Я чувствовал себя таким усталым и таким здесь чужим, что сказал:
-- Мне холодно с тех пор, как я попал в этот мир.
-- Как вы называете этот мир на своем языке? Нашу планету?
-- Гетен.
-- А на вашем языке у вас разве нет для нее названия"?
-- Есть. Придумали первые Исследователи. Они назвали эту планету Зима.

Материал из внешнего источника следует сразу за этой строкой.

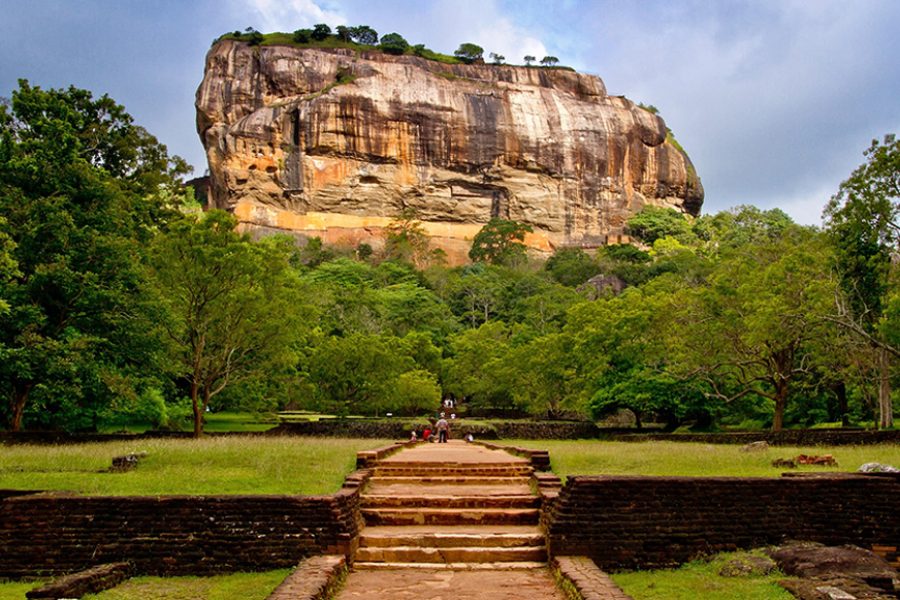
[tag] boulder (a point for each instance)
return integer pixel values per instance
(335, 143)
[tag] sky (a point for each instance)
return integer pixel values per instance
(774, 100)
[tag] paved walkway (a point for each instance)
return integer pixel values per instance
(449, 584)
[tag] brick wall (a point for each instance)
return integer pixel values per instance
(787, 437)
(171, 535)
(650, 522)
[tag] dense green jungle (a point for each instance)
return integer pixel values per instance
(121, 299)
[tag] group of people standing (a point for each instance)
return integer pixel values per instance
(441, 428)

Мы остановились у ворот. За решеткой, которой был обнесен сад, смутно
вырисовывались в снежной мгле здания и крыши Большого Дворца, кое-где на
разной высоте горели в окнах слабые золотистые огоньки, отбрасывая свет на
соседние строения. Стоя под невысокой каменной аркой ворот, я непроизвольно
взглянул вверх и задумался: не был ли этот замковый камень тоже укреплен по
старинке -- раствором, замешанным на костях и крови? Эстравен распрощался и
повернул назад, к дому: он никогда не был многословен при встречах и
прощаниях. Я пошел прочь, скрипя башмаками, по молчаливым дворам и аллеям
дворца, по легкому, залитому лунным светом снежку, а потом -- по глубоким
провалам каменных улиц Я шагал торопливо, потому что замерз, был потрясен
изменой и страдал от неуверенности, одиночества и страха.
Глава 2. В СЕРДЦЕ ПУРГИ
Из коллекции аудиозаписей северокархайдских "Сказок у камина"; архив
Исторического колледжа Эренранга, автор неизвестен; запись сделана в период
правления Аргавена VIII.
Лет двести тому назад в Очаге Шатх государства Перинг, что на самой
границе страны Диких Ветров, жили-были два брата, которые стали кеммерингами
и поклялись друг другу в вечной любви и верности. В те далекие времена, как
и сейчас, родные братья могли быть кеммерингами до тех пор, пока один из них
не родит ребенка; после этого им надлежало расстаться навсегда. По закону
они не имели права клясться друг другу в вечной преданности Но те два брата
дали друг другу такую клятву. Когда стало ясно, что скоро родится ребенок,
правитель Шатха приказал братьям расстаться и никогда не встречаться более.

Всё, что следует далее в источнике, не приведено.